I read an article today about why someone gave up on being a writer. It was interesting, in light of my last article, to hear from someone who’d achieved moderate success. The article was well-written, thoughtful, and the man who wrote it was obviously hardworking and determined enough to scrape together some success. Certainly, far more successful than most people who set out down that road.
The piece is called “Why I Quit Being a Writer” by Jaime Clark, and it’s good. I also found myself thinking, of course you quit being a writer because he had exactly the problem (and to his credit, recognized as much) that I outlined in last week’s post: He didn’t want to be a writer, he wanted to be a guy who wrote a famous novel.

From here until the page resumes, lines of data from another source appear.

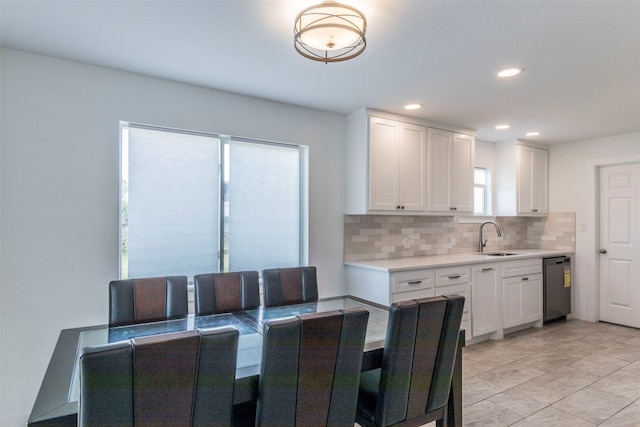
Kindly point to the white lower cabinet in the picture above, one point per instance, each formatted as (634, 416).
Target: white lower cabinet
(457, 281)
(412, 284)
(485, 298)
(521, 292)
(499, 295)
(385, 287)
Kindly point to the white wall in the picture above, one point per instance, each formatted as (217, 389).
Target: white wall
(572, 173)
(59, 194)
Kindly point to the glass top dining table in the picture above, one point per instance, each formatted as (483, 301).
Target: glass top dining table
(59, 393)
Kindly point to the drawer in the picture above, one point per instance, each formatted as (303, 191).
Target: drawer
(416, 294)
(406, 281)
(453, 276)
(521, 267)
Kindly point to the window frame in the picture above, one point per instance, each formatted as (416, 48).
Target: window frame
(224, 140)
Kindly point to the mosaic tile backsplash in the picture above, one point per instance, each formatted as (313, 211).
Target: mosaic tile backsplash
(386, 236)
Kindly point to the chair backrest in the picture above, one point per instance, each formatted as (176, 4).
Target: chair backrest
(147, 299)
(311, 369)
(226, 292)
(183, 378)
(412, 387)
(287, 286)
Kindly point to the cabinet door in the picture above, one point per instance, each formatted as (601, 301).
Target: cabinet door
(512, 302)
(383, 164)
(540, 183)
(463, 147)
(532, 180)
(532, 298)
(451, 157)
(412, 167)
(484, 294)
(439, 197)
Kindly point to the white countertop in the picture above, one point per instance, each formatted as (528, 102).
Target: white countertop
(431, 261)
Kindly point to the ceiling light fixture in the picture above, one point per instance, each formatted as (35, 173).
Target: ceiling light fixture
(413, 106)
(510, 72)
(330, 32)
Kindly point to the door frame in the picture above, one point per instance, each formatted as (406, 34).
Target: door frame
(593, 223)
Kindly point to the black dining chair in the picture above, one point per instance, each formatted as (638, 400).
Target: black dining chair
(412, 386)
(183, 378)
(147, 299)
(287, 286)
(311, 369)
(226, 292)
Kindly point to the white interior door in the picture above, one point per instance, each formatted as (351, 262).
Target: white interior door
(620, 244)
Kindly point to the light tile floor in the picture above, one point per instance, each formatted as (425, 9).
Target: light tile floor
(568, 373)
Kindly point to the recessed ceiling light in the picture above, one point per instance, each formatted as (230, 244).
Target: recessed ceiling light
(510, 72)
(413, 106)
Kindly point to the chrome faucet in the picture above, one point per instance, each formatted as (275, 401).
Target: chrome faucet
(482, 244)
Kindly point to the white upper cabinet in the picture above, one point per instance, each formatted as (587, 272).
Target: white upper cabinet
(522, 180)
(392, 168)
(451, 161)
(385, 166)
(397, 166)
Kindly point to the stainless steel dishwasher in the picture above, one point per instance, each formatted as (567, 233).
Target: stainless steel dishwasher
(557, 287)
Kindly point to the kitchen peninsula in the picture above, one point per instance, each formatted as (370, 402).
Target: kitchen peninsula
(503, 290)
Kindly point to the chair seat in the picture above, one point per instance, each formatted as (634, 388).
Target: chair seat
(413, 386)
(368, 394)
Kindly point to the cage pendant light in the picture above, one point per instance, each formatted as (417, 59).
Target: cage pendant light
(330, 32)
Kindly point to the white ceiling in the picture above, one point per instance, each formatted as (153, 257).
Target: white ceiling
(581, 58)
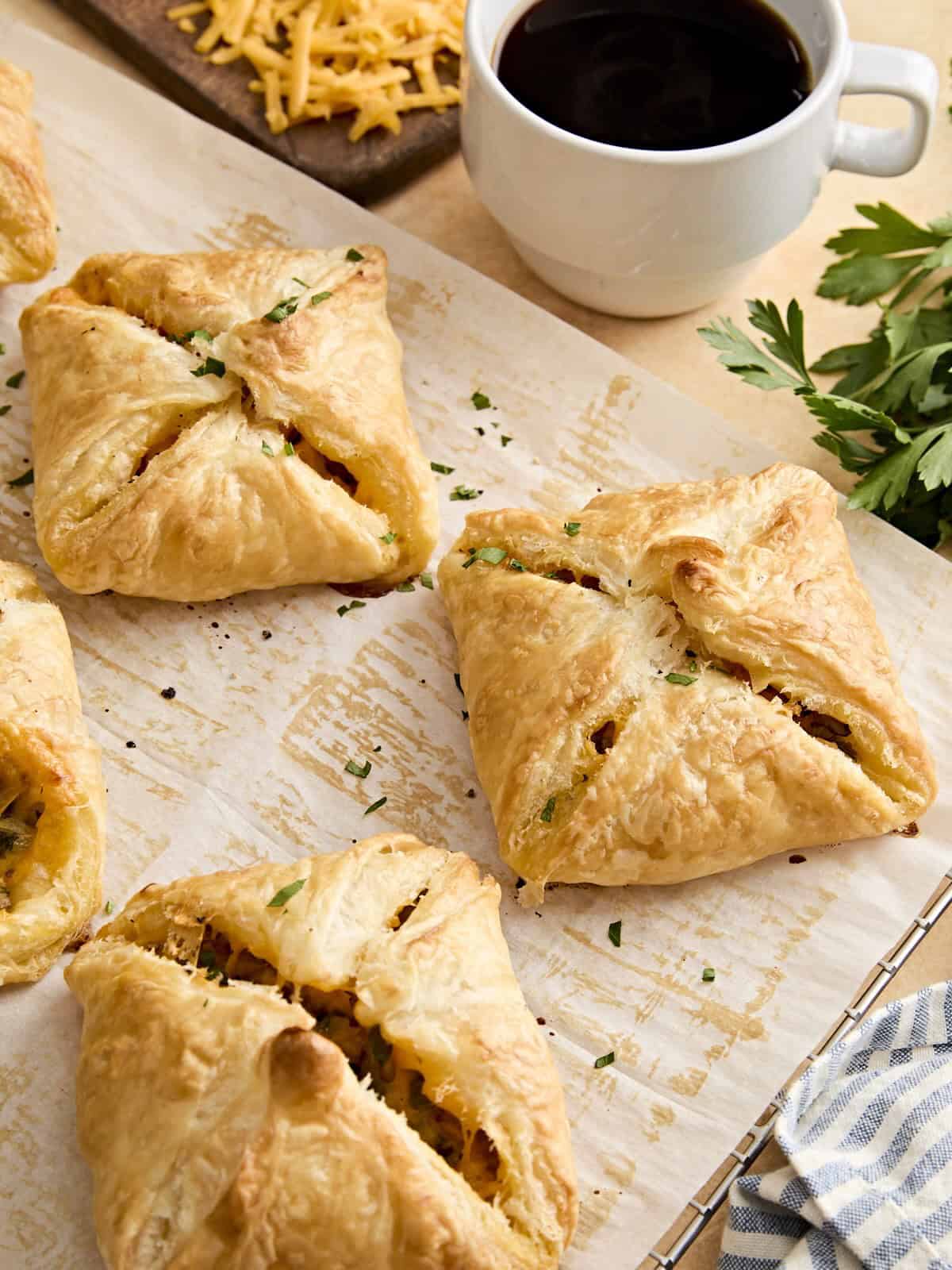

I probably oversimplified the concept, though, as it’s nowhere near simple. We motivate ourselves towards goals by focusing on those long-term goals. I spend a lot of days doing work I don’t want to do in the understanding that it’s working towards work I do want to do, and I’m fine with it. Mostly fine with it.
It doesn’t change the fact that writing can feel more like a chore than a passionate love affair at times. Why do it, then? It’s not bloody easy, that’s for sure.
I think the easiest answer is in one of Clark’s lines, “I hadn’t had the impulse to write another word in years, and when friends inquired if publication would inspire more books, I answered truthfully: that I’d said what I had to say . . . ”
If my life falls to pieces, or I have to strike out in some new direction, I can’t imagine for a single second not writing. In fact, that was a big part of why I made the choice to leave grad school and follow this path to begin with: I was always going to prefer writing to whatever I was doing, so I might as well make a real honest go of it.
Clark compares himself, repeatedly to JD Salinger, and suggests that the reason Salinger stopped writing was, like himself, that he’d said what he had to say. I never run out of things to say. Moreover, and more importantly, in a world of infinite stories, I can’t imagine running out of new stories I want to tell, with no worlds, people, or ideas I can’t wait to explore.
To the rest of the world, it’s what we do that matters, but to ourselves, in all things, it’s why that shapes the story. Our whys become our whats, provided we have the will, the cleverness, and the courage to stare down the many and various hows of it all.
Life, whatever we chose to do with it, casts us all in the role of ocean against shore, where we throw ourselves over, and over, and over again, at our furthest bounds, in an effort to wear them down and away. How far you go depends on your willingness to muster up all available energy and cast it against something which, to all appearances, has not one millimeter of give in it; then to reel back and do it again, and again.
Many great projects are the work of many lifetimes, both simultaneous and sequential.
I think one of the things that makes writing so difficult for most people is that there is an inherent loneliness to it. It need not be overwhelming, but it’s easier to muster that energy for one last charge when you’re part of a roaring crowd than when you’re one solitary voice of defiance echoing over the deeps.
In the end, though, if you want to wear down that unyielding shore, you have to enjoy being the waves. If you all you to be is a famous writer, but you don’t actually want to write, well, that’s not enough.